I have checked that the URL passed in tURL is exactly as I posted earlier. The value in data doesn't seem to have any impact at all, since anything I pass has the same result.

I then put a breakpoint inside the success and error methods. In all cases, I reach the error method. TextStatus shows 'error', and errorThrown is ''. I haven't been able to get any other result.

Originally, I tried this with a Get call rather than post, but there's never an answer. So, directly accessing the index.php file via a browser shows that it's there and responding as expected, but I have been unable to get anywhere with the JQuery approach.

Any help would be appreciated.

----------


## Shaggy Hiker

I'm more than a bit new to this. However, after reading a bunch of things, the problem seems like it might be a block on cross-site scripting. The URL that is hosting the php page is certainly not the URL that served up the JQuery application that is making the call. Is that a likely issue, or am I misunderstanding something here?

----------


## techgnome

Nope... I think you pretty much sussed it out... x-site scripting was the first thing I thought of as I was reading the post. it's the only thing I can think of that would react this way.
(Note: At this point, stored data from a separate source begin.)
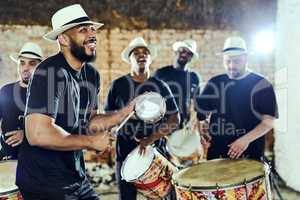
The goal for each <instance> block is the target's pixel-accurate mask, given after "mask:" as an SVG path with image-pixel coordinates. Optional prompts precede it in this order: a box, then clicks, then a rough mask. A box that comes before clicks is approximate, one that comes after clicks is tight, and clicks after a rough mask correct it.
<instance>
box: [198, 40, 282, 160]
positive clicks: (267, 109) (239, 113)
mask: <svg viewBox="0 0 300 200" xmlns="http://www.w3.org/2000/svg"><path fill="white" fill-rule="evenodd" d="M223 63H224V67H225V70H226V73H224V74H220V75H217V76H215V77H213V78H211V79H210V80H209V81H208V83H207V85H206V87H205V88H204V90H203V92H202V93H201V95H200V97H199V98H197V103H198V106H199V110H198V114H197V117H198V119H199V120H200V121H201V134H202V136H203V137H202V142H203V143H205V144H207V143H210V147H209V149H208V154H207V159H214V158H220V157H222V158H227V157H229V158H232V159H237V158H240V157H246V158H252V159H258V160H259V159H260V158H261V156H263V155H264V145H265V135H266V133H268V132H269V131H270V130H271V129H272V128H273V122H274V119H275V118H278V113H277V103H276V98H275V93H274V89H273V86H272V84H271V83H270V82H269V81H268V80H267V79H265V78H264V77H263V76H262V75H259V74H257V73H255V72H252V71H250V70H249V69H248V68H247V65H248V52H247V47H246V43H245V41H244V40H243V39H242V38H240V37H229V38H227V39H226V41H225V43H224V48H223ZM206 119H210V121H209V128H208V129H206V126H205V124H206Z"/></svg>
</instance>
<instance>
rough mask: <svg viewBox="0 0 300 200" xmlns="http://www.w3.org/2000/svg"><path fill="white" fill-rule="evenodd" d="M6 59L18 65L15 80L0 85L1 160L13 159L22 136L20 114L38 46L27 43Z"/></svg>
mask: <svg viewBox="0 0 300 200" xmlns="http://www.w3.org/2000/svg"><path fill="white" fill-rule="evenodd" d="M10 58H11V59H12V60H13V61H14V62H16V63H17V65H18V74H19V80H18V81H17V82H14V83H10V84H7V85H4V86H3V87H2V88H1V90H0V120H1V130H2V133H1V138H0V142H1V146H2V149H1V150H0V160H1V159H17V158H18V153H19V147H20V144H21V143H22V141H23V138H24V125H23V115H24V110H25V104H26V91H27V87H28V82H29V79H30V78H31V75H32V73H33V71H34V69H35V68H36V66H37V65H38V64H39V63H40V62H41V61H42V59H43V53H42V50H41V48H40V46H39V45H37V44H35V43H32V42H27V43H25V44H24V45H23V47H22V48H21V50H20V52H19V53H18V54H17V55H11V56H10Z"/></svg>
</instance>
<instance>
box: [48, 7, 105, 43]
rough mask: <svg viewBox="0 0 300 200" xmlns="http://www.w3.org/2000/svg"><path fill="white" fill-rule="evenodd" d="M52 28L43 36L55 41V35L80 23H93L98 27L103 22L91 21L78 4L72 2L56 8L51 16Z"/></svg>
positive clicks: (60, 32)
mask: <svg viewBox="0 0 300 200" xmlns="http://www.w3.org/2000/svg"><path fill="white" fill-rule="evenodd" d="M51 21H52V28H53V30H52V31H50V32H49V33H46V34H45V35H44V38H45V39H47V40H50V41H55V40H56V39H57V36H58V35H59V34H61V33H63V32H65V31H66V30H68V29H71V28H73V27H75V26H77V25H80V24H93V25H95V26H96V28H97V29H98V28H100V27H101V26H103V25H104V24H102V23H98V22H94V21H91V20H90V18H89V17H88V15H87V14H86V13H85V11H84V10H83V8H82V7H81V5H80V4H74V5H70V6H67V7H64V8H62V9H60V10H58V11H57V12H56V13H54V15H53V16H52V19H51Z"/></svg>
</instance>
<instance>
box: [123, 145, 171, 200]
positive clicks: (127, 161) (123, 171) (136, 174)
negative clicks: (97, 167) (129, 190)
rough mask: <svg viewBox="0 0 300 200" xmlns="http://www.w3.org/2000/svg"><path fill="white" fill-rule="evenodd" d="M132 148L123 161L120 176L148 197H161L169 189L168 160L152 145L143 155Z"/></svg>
mask: <svg viewBox="0 0 300 200" xmlns="http://www.w3.org/2000/svg"><path fill="white" fill-rule="evenodd" d="M138 150H139V147H137V148H136V149H134V150H133V151H132V152H131V153H130V154H129V155H128V156H127V158H126V160H125V161H124V163H123V165H122V168H121V176H122V178H123V179H124V180H125V181H127V182H132V183H133V184H134V185H135V187H136V188H137V191H138V192H140V193H141V194H143V195H144V196H146V197H148V198H150V199H161V198H162V197H165V196H166V195H167V194H168V193H170V190H171V187H172V185H171V177H172V174H173V171H172V170H171V168H172V167H171V166H170V165H169V163H168V161H167V160H166V159H165V158H164V157H162V155H161V154H160V153H159V152H158V151H157V150H156V149H155V148H153V147H151V146H148V147H147V148H146V152H145V154H144V155H140V154H139V153H138Z"/></svg>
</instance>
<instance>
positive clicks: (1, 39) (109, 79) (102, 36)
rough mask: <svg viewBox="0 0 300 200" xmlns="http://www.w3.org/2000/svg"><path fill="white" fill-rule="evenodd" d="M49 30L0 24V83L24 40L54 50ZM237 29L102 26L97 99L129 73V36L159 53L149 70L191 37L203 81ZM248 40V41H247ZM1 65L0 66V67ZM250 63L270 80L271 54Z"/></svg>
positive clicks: (99, 47) (236, 34)
mask: <svg viewBox="0 0 300 200" xmlns="http://www.w3.org/2000/svg"><path fill="white" fill-rule="evenodd" d="M47 31H49V28H48V27H43V26H20V25H14V26H8V25H6V26H5V25H0V41H1V46H0V50H1V52H2V53H1V52H0V53H1V54H0V55H1V57H2V64H1V68H0V86H2V85H3V84H5V83H7V82H10V81H13V80H15V79H16V78H17V71H16V65H15V63H13V62H12V61H11V60H10V59H9V54H10V53H12V52H18V51H19V49H20V48H21V46H22V45H23V43H24V42H26V41H33V42H37V43H38V44H40V45H41V47H42V48H43V50H44V54H45V55H46V56H49V55H51V54H54V53H55V52H57V44H56V43H51V42H48V41H46V40H44V39H42V37H41V36H42V35H43V34H44V33H46V32H47ZM237 34H238V32H237V31H221V30H198V29H197V30H187V31H183V30H174V29H164V30H150V29H143V30H138V31H129V30H125V29H103V30H100V31H99V33H98V44H97V53H98V57H97V60H96V62H95V67H96V68H97V69H98V70H99V71H100V73H101V77H102V87H101V89H102V91H101V99H103V96H105V95H106V93H107V89H108V86H109V83H110V82H111V81H112V80H114V79H116V78H117V77H119V76H122V75H124V74H126V73H128V72H129V70H130V66H129V65H128V64H126V63H125V62H123V61H122V60H121V57H120V54H121V52H122V50H123V49H124V48H125V47H126V46H127V45H128V43H129V42H130V40H131V39H133V38H134V37H136V36H142V37H144V38H145V39H146V40H147V41H149V43H150V44H154V45H156V46H157V48H158V49H159V56H158V57H157V59H156V60H155V61H154V63H153V64H152V65H151V67H152V69H153V70H154V69H156V68H158V67H160V66H164V65H168V64H170V63H172V62H173V52H172V48H171V46H172V44H173V42H175V41H176V40H183V39H187V38H192V39H194V40H196V41H197V42H198V50H199V53H200V59H199V60H194V61H193V62H194V63H193V66H194V67H193V70H195V71H197V72H198V73H200V74H201V76H202V79H203V80H204V81H206V80H208V79H209V78H210V77H211V76H213V75H216V74H218V73H221V72H223V66H222V57H221V56H220V55H216V54H217V53H219V52H220V51H221V49H222V46H223V42H224V40H225V38H226V37H228V36H231V35H237ZM249 43H250V42H249ZM2 65H4V66H2ZM250 66H251V68H252V69H254V70H255V71H258V72H260V73H262V74H264V75H267V76H268V77H269V78H270V79H271V80H272V79H273V67H272V58H271V57H266V58H265V57H257V56H253V55H250Z"/></svg>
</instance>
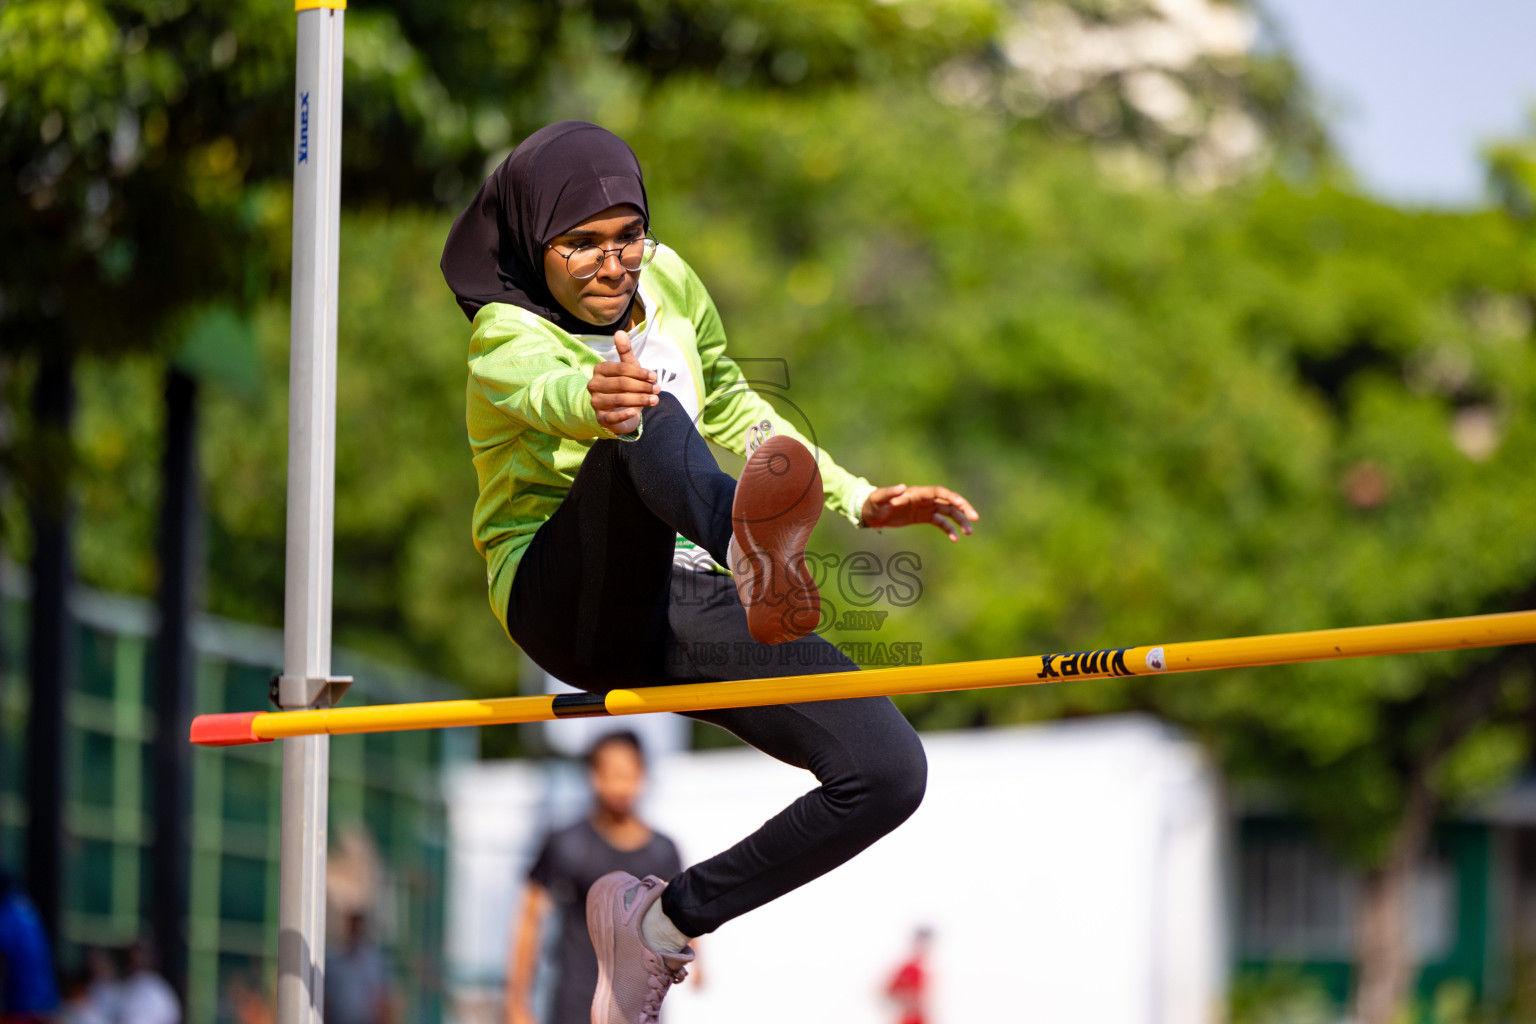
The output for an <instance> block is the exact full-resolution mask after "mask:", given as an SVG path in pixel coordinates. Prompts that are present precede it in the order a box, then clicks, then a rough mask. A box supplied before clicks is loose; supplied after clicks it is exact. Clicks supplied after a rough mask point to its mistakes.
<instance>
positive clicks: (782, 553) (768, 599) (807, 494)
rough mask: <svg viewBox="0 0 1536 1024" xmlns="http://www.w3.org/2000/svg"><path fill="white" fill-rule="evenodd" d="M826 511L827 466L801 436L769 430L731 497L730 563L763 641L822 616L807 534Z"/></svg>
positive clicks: (780, 634)
mask: <svg viewBox="0 0 1536 1024" xmlns="http://www.w3.org/2000/svg"><path fill="white" fill-rule="evenodd" d="M820 516H822V471H820V470H819V468H817V465H816V456H813V454H811V451H809V450H808V448H806V447H805V445H803V444H800V442H799V441H796V439H794V438H786V436H783V434H777V436H773V438H768V439H766V441H763V442H762V444H760V445H757V450H756V451H753V454H751V457H750V459H746V467H745V468H743V470H742V476H740V479H739V481H737V482H736V499H734V500H733V504H731V550H730V562H731V563H730V567H728V568H730V570H731V573H734V576H736V594H737V596H739V597H740V599H742V606H743V608H746V629H748V631H750V633H751V634H753V639H754V640H757V642H759V643H783V642H786V640H794V639H796V637H803V636H805V634H808V633H811V631H813V629H816V626H817V623H819V622H820V620H822V596H820V594H819V593H817V590H816V582H814V580H813V579H811V573H809V571H808V570H806V565H805V542H806V540H809V539H811V531H813V530H816V520H817V519H820Z"/></svg>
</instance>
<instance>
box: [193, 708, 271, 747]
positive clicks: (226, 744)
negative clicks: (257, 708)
mask: <svg viewBox="0 0 1536 1024" xmlns="http://www.w3.org/2000/svg"><path fill="white" fill-rule="evenodd" d="M260 714H263V712H260V711H233V712H229V714H217V715H198V717H195V718H192V742H194V743H197V745H198V746H241V745H244V743H270V742H272V740H267V738H263V737H260V735H257V734H255V732H252V731H250V726H252V723H253V722H255V720H257V715H260Z"/></svg>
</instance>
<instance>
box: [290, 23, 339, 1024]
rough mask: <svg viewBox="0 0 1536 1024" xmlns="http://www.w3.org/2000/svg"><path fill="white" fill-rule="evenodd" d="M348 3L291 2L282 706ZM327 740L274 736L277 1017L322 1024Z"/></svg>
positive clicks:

It's a little odd that the errorThrown didn't contain a "Cross-site scripting encountered" error or something a bit more descriptive unless the engine suppresses that to prevent additional damage from being invoked.

-tg

----------


## Shaggy Hiker

From what I have seen, that information is normally not available, so not seeing it doesn't surprise me.

Being new to this whole scene, this has me a bit puzzled on a couple levels. 

1) Elsewhere in the code I call some API methods that are related. They're actually part of the project, but don't have to be. I can understand why I don't have an issue with XSS when the app is running in production, because the same source principle is met. However, when I'm running this for testing in VS, without having published the new version, the URL is localhost etc., so why am I then able to make AJAX calls to the service? It seems like the site domain wouldn't be the same in the test scenario as it would in the production scenario, and so the call to the service would see a different domain.

2) How do people handle hitting some other API? Is that done on the server side such that the client is not the one making the request, or is there some other reason?

Also, given that XSS is the issue, is there any solution? The situation is that people will load this app, which is just a web page that has a manifest such that all the JS will be cached local, then they'll head off into the Great Disconnected Wilderness for days at a time. They will be filling in surveys that will end up as JSON objects stored in localstorage. That's great, except when you destroy a tablet. The goal was to offload the JSON objects to a different tablet in a secure, undisclosed, location. So, I have that second tablet running a web server with the idea that the app could dump data off to a service on that tablet, but it appears that XSS is preventing me from achieving that goal.

Any suggestions?

----------


## tr333

Did you check the browser console for error messages?  If you need remote debugging, you can try the Valence add-on for Firefox.

----------


## Shaggy Hiker

There aren't any errors in the code. It is simply returning an error code of 0.

----------